A concussion is a type of brain injury that sometimes occurs during many high school sports, including baseball, basketball, football, gymnastics, hockey, lacrosse, soccer, softball, volleyball, and wrestling. It is important to keep in mind that a concussion can happen in almost any sport in which a collision can happen, so even a tennis player can get a concussion if he trips, falls, and hits his head on the tennis court.

Symptoms of a Concussion

If an athlete has a concussion, according to the Centers for Disease Control and Prevention, coaches, parents, or other students might notice that the injured player:
  • Appears dazed or stunned
  • Is confused about assignment
  • Forgets plays
  • Is unsure of game, score, or opponent
  • Moves clumsily
  • Answers questions slowly
  • Loses consciousness
  • Shows behavior or personality changes
  • Can't recall events prior to hit
  • Can't recall events after hit
Or the athlete himself might report the following symptoms if he has a concussion, including a:
  • Headache
  • Nausea
  • Balance problems or dizziness
  • Double or fuzzy vision
  • Sensitivity to light or noise
  • Feeling sluggish
  • Feeling foggy or groggy
  • Concentration or memory problems
  • Confusion
Although student athletes often feel pressure to play through the pain, it is important to remember that a concussion is a brain injury and that all concussions are serious.

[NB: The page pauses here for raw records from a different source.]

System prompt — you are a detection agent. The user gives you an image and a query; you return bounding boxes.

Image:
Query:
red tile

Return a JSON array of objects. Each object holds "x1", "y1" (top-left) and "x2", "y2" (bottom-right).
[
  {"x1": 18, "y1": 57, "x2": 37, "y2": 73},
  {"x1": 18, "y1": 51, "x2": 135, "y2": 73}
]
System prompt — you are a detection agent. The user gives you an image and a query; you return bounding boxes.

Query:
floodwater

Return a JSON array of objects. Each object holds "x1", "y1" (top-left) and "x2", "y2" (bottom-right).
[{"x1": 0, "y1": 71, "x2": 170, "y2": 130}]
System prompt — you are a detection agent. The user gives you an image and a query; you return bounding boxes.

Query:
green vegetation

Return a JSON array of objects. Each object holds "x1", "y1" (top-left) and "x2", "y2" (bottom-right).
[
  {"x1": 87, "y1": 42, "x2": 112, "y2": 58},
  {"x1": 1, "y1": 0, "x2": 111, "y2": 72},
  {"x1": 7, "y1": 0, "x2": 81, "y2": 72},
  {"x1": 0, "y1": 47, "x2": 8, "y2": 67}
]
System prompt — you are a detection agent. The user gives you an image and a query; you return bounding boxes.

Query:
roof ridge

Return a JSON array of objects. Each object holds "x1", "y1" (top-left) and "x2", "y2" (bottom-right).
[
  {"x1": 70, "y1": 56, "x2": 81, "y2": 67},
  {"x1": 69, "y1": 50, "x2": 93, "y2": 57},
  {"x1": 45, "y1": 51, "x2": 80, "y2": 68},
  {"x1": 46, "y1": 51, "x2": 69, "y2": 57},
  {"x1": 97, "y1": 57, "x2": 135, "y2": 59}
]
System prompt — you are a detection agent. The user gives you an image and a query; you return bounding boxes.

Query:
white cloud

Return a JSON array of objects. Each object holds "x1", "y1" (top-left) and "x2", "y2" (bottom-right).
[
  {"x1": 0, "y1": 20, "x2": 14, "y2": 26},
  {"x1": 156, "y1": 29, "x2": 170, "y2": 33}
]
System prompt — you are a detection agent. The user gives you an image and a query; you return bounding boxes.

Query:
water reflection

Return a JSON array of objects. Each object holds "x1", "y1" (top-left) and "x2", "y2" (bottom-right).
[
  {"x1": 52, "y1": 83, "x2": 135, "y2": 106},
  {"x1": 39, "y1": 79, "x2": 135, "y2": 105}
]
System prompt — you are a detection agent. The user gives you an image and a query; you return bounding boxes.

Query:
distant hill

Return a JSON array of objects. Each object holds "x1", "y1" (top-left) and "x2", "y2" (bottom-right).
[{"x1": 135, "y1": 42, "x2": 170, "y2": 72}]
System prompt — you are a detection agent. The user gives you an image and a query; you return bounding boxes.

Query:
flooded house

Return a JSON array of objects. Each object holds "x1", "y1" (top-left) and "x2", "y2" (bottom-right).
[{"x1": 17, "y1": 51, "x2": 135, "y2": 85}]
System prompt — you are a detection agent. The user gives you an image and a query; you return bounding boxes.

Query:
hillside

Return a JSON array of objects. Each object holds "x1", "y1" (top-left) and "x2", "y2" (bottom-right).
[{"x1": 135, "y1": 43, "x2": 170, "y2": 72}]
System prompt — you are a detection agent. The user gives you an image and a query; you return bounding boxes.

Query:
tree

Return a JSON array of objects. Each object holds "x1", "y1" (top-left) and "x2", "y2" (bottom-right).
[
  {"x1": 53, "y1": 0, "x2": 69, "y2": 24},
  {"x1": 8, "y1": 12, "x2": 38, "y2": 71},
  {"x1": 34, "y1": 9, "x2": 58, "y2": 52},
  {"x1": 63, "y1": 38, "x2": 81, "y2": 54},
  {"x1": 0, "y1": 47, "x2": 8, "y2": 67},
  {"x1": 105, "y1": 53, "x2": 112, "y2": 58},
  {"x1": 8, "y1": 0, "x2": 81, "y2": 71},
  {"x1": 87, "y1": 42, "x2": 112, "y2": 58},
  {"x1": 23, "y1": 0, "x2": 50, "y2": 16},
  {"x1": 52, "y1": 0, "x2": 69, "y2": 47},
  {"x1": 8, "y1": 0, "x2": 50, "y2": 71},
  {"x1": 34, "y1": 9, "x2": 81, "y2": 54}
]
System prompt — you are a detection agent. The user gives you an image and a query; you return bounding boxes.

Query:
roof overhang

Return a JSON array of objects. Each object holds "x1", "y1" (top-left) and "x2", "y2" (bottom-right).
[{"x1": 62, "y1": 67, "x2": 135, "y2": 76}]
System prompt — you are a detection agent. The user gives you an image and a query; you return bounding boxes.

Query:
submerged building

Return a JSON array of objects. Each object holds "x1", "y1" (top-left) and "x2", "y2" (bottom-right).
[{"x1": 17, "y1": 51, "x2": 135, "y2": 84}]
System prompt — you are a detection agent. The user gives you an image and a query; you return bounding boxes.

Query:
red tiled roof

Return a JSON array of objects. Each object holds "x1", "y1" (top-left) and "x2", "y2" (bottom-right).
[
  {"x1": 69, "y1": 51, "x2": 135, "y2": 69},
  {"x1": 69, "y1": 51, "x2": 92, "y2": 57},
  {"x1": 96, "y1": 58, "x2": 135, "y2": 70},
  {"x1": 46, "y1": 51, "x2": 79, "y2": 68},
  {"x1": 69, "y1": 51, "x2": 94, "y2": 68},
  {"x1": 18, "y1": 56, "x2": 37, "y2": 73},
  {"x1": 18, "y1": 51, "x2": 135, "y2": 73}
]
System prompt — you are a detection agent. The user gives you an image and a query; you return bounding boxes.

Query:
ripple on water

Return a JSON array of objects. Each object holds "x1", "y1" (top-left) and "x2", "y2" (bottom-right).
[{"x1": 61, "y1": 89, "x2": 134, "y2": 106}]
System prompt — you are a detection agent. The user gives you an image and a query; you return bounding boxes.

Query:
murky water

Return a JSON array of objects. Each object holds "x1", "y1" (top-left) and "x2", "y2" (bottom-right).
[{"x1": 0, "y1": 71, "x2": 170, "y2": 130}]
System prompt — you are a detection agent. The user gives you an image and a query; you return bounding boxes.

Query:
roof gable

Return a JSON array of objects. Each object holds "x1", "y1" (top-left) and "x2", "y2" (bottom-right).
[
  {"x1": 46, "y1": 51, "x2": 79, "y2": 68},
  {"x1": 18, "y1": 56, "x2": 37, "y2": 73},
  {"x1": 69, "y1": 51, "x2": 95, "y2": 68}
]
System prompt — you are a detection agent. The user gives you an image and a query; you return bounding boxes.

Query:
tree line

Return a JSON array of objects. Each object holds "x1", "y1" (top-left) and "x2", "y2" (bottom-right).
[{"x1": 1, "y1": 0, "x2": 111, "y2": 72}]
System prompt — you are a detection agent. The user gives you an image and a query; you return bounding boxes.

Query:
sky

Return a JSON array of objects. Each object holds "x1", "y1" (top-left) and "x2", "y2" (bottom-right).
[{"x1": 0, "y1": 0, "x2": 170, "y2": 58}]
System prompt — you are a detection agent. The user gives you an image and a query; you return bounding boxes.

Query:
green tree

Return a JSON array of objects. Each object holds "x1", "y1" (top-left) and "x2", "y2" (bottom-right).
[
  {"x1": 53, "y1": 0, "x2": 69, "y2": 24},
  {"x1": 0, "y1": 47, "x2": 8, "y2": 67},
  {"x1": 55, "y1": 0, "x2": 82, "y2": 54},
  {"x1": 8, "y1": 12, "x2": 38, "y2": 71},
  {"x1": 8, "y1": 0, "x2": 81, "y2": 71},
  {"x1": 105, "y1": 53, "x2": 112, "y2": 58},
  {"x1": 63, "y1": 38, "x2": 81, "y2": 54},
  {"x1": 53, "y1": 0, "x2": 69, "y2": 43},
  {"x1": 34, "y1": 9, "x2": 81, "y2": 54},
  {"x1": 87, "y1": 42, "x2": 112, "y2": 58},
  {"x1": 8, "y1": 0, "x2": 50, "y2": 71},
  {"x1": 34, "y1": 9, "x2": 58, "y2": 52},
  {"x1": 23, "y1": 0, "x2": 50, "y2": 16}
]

Other important facts about concussions include that they:

  • are caused by a bump, blow, or jolt to the head
  • can occur even if the athlete doesn't lose consciousness
  • can happen in any sport
  • may not cause symptoms until days or weeks after the injury
  • can cause brain swelling, permanent brain damage, or even death, if an athlete has a second concussion before fulling recovering from a first one

Concussion Management

If you think that an athlete has concussion, according to the CDC Heads Up: Concussion in High School Sports program*, you should:
  1. Seek medical attention right away. A health care professional will be able to decide how serious the concussion is and when it is safe for your teen to return to sports.
  2. Keep your teen out of play. Concussions take time to heal. Don't let your teen return to play until a health care professional says it's OK. Athletes who return to play too soon, while the brain is still healing, risk a greater chance of having a second concussion. Second or later concussions can be very serious. They can cause permanent brain damage, affecting your teen for a lifetime.
  3. Tell all of your teen's coaches about any recent concussion. Coaches should know if your teen had a recent concussion in ANY sport. Your teen's coaches may not know about a concussion your teen received in another sport or activity unless you tell them. Knowing about the concussion will allow the coach to keep your teen from activities that could result in another concussion.
  4. Remind your teen: It's better to miss one game than the whole season.